August 2001 Hedge a Gram

For many months of the year I work away at the paintings that will illustrate my book. It's my favorite time. I always say it takes an hour to do an inch because many children tell me it's easier to understand how a finished book looks, when they know someone has devoted so much time to it. Right now I am working on a page full of trolls. It's especially fun because when I wrote it I imagined the illustrations to be full of silly, delicious fun.

In the text I said, "There were bat-eared trolls and bug-nosed trolls." These words let me make the trolls noses and ears any which way, since bats and bugs have any number of ear and nose types! The trolls I have in mind for my book are wild and uncivilized, but they aren't really bad, just a major nuisance. I tried to show this with humor in their body language and antics. One troll is stirring soup with his nose, another troll has proudly put an onion on each finger. Her hand looks like a tree frog paw. They are eating Kyrie's Christmas feast while breaking every rule of manners one could imagine, starting with standing on the table.

When it came to the troll's clothes, I used some guidelines I made up and some that are traditional. My trolls are very old, they live underground and they aren't very well groomed, they also have tails. They are often good gold or silversmiths, so they wear jewelry and fancy buttons. When I was in Norway I bought many books about the olden days. One had a painting from 1699, showing men, women and children. I copied the men's pleated bloomers, they domed caps and the band encircling their shoulders. Then from a 17th century tapestry, I saw in the Museum of Applied Art in Oslo I added ruffs around their necks. Of course the trolls ruffs were ragged and dirty since they would be very, very old.

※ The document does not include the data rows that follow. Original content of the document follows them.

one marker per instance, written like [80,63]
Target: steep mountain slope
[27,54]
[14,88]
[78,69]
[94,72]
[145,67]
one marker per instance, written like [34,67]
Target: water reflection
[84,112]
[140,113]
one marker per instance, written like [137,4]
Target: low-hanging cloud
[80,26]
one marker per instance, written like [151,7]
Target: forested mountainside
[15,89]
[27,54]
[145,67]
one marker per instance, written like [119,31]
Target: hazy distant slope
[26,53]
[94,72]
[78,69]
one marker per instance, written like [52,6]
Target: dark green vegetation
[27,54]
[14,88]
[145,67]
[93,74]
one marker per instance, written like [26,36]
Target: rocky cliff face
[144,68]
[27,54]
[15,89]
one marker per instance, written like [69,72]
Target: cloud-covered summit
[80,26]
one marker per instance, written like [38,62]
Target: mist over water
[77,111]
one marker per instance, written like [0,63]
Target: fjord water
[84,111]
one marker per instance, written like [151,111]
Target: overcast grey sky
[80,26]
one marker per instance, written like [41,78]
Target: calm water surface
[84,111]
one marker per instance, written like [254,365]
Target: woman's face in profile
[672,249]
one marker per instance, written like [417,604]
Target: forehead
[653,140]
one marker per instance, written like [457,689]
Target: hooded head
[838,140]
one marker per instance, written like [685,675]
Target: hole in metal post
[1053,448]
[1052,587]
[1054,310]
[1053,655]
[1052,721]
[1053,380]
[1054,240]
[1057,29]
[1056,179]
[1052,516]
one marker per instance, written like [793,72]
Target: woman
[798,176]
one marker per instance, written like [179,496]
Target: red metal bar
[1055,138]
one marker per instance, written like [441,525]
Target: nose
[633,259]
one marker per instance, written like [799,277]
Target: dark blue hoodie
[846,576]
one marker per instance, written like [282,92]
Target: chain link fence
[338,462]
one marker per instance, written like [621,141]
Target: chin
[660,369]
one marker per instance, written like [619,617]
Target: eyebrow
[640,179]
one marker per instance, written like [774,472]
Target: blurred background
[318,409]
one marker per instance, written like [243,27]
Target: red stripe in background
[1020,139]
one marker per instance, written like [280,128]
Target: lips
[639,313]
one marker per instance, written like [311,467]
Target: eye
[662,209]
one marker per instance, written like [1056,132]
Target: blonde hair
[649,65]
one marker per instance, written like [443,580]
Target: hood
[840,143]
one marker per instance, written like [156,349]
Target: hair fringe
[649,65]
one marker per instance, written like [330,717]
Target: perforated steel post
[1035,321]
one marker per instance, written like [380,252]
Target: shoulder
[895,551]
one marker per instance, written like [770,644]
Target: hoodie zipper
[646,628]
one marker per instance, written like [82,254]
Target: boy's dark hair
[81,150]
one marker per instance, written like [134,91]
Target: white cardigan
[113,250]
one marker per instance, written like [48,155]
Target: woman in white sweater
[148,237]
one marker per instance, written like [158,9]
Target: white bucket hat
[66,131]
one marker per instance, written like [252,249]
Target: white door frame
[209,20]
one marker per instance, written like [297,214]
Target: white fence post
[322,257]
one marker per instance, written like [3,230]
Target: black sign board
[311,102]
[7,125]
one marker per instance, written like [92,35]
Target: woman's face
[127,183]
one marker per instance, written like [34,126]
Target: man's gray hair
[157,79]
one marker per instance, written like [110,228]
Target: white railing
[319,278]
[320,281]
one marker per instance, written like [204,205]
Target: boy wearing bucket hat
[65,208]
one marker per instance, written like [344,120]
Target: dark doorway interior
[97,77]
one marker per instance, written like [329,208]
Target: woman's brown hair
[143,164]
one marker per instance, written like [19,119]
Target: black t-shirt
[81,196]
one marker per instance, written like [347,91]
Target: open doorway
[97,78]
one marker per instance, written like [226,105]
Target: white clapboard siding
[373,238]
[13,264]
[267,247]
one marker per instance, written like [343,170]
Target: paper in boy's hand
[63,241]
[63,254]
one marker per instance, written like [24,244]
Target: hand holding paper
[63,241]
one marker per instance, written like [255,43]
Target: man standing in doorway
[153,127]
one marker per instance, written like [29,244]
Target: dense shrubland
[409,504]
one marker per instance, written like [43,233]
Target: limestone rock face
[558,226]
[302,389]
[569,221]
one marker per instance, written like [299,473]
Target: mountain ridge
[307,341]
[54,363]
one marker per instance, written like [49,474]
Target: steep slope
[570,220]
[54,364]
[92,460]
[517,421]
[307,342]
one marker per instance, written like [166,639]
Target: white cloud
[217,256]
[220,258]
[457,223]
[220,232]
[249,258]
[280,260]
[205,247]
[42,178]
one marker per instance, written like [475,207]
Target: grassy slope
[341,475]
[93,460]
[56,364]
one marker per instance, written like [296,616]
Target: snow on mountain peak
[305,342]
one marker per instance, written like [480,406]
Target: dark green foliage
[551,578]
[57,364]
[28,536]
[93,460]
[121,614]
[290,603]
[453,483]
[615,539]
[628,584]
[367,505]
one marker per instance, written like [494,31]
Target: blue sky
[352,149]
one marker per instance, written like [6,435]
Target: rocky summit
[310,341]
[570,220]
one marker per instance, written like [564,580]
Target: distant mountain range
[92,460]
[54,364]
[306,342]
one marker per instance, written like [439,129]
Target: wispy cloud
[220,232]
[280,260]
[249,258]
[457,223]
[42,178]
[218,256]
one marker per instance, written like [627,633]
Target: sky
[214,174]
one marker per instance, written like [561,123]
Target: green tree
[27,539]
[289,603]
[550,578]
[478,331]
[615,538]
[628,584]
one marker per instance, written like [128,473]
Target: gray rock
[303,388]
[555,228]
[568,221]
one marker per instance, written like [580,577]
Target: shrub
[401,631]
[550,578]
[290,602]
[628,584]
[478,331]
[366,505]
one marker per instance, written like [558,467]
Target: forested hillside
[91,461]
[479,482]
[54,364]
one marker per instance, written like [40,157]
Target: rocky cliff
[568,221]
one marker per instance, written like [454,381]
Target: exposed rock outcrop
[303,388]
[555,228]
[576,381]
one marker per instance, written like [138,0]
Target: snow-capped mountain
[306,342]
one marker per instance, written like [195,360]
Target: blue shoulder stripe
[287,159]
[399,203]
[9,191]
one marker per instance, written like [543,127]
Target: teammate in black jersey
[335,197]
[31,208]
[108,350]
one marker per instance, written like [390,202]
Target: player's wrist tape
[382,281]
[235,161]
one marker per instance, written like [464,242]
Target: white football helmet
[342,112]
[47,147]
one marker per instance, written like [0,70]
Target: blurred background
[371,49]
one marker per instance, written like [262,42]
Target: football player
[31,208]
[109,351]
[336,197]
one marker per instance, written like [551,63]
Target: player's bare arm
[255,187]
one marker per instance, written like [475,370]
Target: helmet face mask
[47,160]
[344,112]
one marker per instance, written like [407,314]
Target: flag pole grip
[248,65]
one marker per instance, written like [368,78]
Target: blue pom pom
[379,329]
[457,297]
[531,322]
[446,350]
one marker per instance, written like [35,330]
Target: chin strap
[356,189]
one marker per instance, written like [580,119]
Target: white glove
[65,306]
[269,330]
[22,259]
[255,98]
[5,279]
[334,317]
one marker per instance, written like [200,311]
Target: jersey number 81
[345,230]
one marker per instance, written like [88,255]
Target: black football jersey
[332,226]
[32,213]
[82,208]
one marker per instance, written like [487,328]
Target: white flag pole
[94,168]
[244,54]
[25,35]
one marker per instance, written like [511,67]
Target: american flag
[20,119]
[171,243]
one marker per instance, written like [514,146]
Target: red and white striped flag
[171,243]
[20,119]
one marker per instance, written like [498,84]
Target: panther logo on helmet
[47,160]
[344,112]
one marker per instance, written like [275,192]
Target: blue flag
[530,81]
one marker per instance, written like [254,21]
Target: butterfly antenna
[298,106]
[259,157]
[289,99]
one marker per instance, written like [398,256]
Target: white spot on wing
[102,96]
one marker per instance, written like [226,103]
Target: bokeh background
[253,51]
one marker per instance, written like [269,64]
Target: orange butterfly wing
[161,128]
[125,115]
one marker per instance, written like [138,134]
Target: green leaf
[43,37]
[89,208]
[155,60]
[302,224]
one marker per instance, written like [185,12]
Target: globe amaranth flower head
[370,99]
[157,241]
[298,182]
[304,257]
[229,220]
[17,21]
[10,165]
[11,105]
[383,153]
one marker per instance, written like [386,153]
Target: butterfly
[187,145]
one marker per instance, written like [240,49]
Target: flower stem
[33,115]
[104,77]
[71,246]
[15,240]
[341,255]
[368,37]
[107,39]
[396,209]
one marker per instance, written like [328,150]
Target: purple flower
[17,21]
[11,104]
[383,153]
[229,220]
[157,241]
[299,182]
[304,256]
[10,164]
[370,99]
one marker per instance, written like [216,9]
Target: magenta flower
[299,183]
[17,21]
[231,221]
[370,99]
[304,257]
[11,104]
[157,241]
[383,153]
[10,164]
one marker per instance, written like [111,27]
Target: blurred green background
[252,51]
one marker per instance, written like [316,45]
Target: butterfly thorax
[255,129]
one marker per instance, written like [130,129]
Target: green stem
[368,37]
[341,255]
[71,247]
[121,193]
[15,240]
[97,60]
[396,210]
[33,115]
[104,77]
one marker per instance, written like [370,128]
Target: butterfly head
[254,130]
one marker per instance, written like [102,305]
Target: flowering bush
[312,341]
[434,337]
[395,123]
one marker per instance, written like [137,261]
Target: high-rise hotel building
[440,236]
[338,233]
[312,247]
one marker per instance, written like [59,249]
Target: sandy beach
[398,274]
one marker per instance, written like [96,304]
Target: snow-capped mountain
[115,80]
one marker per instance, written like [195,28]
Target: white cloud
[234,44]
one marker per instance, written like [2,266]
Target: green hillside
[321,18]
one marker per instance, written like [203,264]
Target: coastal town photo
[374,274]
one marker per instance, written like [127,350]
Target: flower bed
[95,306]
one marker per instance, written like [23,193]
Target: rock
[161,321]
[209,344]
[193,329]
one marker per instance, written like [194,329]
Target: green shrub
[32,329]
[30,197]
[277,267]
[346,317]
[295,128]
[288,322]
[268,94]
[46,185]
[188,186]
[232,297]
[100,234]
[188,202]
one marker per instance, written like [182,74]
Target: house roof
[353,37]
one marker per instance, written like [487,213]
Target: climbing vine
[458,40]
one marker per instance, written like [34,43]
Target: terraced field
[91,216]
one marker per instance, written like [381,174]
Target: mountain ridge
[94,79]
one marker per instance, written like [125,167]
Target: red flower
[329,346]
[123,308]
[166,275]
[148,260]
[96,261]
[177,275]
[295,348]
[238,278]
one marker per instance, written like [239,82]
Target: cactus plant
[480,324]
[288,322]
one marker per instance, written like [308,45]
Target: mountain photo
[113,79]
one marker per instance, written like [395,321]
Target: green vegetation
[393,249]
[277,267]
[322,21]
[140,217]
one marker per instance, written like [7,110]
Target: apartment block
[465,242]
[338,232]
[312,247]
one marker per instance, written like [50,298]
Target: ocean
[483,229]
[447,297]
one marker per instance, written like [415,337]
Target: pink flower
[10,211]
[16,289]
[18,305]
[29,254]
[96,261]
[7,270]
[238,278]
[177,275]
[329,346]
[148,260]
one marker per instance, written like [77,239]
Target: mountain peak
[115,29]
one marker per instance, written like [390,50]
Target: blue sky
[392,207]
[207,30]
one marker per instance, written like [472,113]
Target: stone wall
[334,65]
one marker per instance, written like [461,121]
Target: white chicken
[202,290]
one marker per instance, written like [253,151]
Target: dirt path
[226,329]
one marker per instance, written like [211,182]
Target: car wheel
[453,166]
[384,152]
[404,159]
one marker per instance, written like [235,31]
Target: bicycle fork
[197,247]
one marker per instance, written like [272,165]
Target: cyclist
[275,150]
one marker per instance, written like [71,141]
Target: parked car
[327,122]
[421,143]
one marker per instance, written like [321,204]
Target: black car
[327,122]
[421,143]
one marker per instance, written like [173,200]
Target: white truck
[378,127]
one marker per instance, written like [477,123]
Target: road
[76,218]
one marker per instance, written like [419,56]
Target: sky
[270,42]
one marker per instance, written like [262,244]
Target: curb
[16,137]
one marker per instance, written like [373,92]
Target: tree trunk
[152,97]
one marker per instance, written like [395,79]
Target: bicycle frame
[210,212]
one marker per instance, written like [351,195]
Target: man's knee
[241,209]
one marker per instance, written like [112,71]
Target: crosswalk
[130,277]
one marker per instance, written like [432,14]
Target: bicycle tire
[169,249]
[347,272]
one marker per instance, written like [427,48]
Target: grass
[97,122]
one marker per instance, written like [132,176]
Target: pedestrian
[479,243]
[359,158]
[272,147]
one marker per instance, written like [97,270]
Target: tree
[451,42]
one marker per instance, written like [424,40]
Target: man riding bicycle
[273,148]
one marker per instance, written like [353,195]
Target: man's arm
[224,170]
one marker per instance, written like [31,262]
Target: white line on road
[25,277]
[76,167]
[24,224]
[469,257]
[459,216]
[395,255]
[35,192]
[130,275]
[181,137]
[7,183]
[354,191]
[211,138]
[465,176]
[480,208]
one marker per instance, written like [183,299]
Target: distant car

As you are reading this, your imagination may be making some additions! That's your creativity going into gear. No one works in a vacuum and I hope my descriptions of page number twenty from my new book will make you want to do a drawing of your own. Whether it's dragons or unicorns, trolls or elves, mythological creatures stir us to creativity because something about them makes us ask- did something like them really exist, now lost in time? Good luck following your imagination.